Fig.10 Types of micro residual oil

4 结论与认识

(1)不同微观渗流孔喉类型样品的渗流特征差异显著。松辽盆地大情字井油田H⁃56区块为典型的低孔、特低渗储层,其岩性以粉砂岩为主,孔隙结构复杂,原生孔隙与次生孔隙共存,喉道以弯片状为主,不利于流体流动,填隙物以黏土矿物为主。27号样品孔隙度为18.57%,渗透率为11.74×10-3 μm2,孔喉连通性较好,CO2更易形成贯通型优势通道并实现对主通道附近孔隙的快速动用,剩余油主要以局部滞留形式存在;孔喉连通性是驱替效率的主控因素。5号样品孔隙度为13.14%,渗透率为0.86×10-3 μm2,孔喉连通性受限型,微细弯片状喉道占比高、连通性差导致驱替通道更易发生分割,剩余油更倾向于在基质微孔喉中形成分散滞留;改善连通性是提升剩余油动用程度的关键。CO2驱替实验结果表明,在5号样品中能提高采收率至66.98%,在27号样品中采收率可达75.32%,表明孔喉结构发育程度对CO2驱油效率具有重要影响。
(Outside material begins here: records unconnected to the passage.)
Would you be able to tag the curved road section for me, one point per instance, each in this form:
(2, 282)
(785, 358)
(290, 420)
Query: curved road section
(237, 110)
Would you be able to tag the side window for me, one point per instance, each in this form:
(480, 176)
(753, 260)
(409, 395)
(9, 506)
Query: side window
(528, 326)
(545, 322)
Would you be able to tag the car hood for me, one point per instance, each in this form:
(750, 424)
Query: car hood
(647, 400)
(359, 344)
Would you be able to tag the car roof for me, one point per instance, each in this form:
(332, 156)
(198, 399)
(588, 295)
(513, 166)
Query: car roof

(2)CO2驱替后,研究区剩余油主要呈孤岛状、连片状和簇状分布,其空间分布受控于微观孔隙结构。连通性较好型样品孔喉连通性较好,驱替前缘推进均匀,驱油效率高,可见膜状和孤岛状微观剩余油;连通性受限型样品孔喉尺寸虽然大,但分布不均匀且连通性差,驱替呈指状推进,驱油效率较低,剩余油以连片状和簇状为主。
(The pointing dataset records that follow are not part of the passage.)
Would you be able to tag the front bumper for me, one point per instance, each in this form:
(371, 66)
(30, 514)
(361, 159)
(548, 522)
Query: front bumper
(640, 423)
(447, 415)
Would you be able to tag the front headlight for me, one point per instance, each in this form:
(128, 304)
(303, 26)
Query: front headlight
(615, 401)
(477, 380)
(3)微观剩余油对比分析表明,物性结构较好的样品驱替后主要形成膜状和孤岛状微观剩余油,局部较大孔隙中可见独立的孤岛状油斑;在物性结构较差的样品中,由于小孔隙发育和填隙物填充造成孔喉尺寸受限,驱替不均匀,形成不同大小、形态不规则的连片状与簇状剩余油。微观孔喉结构的均质性与连通性是控制CO2驱油效率及剩余油分布形态的关键因素。
(4)基于上述微观通道演化与剩余油差异分布特征,可进一步提出面向不同孔喉结构类型的CO2注入参数优化建议。对于孔喉连通性较好型储层,CO2更易沿优势通道快速突破,现场实施中宜优先采用控压控速的注入制度,通过降低初期注入压力以稳定驱替前缘,并可结合水气交替(WAG)注入抑制主通道窜流。对于孔喉连通性受限型储层,宜在不超过地层承压与破裂压力约束下,采用逐级升压增强CO2进入微细孔喉的能力并延长与基质的接触时间,从而促进剩余油动用。
需要指出的是,本文研究基于2块典型样品建立真实岩心微观模型,所取得的认识主要用于阐明不同孔喉结构类型下CO2驱替差异的孔隙尺度机理,后续将结合更多岩心样本与统计分析进一步验证与完善。